We Used to Fight Inflation With Boycotts
In 1973, hundreds of thousands of women took to the street to protest dramatic increases in the cost of meat. Grocery prices are growing at a much faster rate than they were 50 years ago. Why don’t we do the same?

Demonstrators marching in protest of the high price of meat in San Fransisco, California, on March 29, 1973. (Getty Images)
It was a revolution of peanut butter sandwiches.
Hundreds of thousands of American women — mostly suburban, middle-class mothers who did not work outside the home — boycotted the meat industry from April 1 to April 8, 1973. They refused to buy beef, pork, and lamb, setting the table instead with “onion quiche, vegetable chow mein with cashews and lots of cheese and eggs,” according to the New York Times.

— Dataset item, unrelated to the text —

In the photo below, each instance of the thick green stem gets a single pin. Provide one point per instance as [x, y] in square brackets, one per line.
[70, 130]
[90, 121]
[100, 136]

They held rallies and passed out meatless menus with what the paper called “genteel militance.” The protests made national news, earned a political cartoon on the cover of Time magazine, and left meat magnates fuming.
That year, meat prices were about as bad as they are now. In March 1972, ground beef cost sixty-nine cents per pound, or the equivalent of $5.03 in November 2024. (In November 2024, ground beef cost $5.63 per pound.) As one shopper told the Times: “I’m not buying. I’m just looking at the prices and laughing.”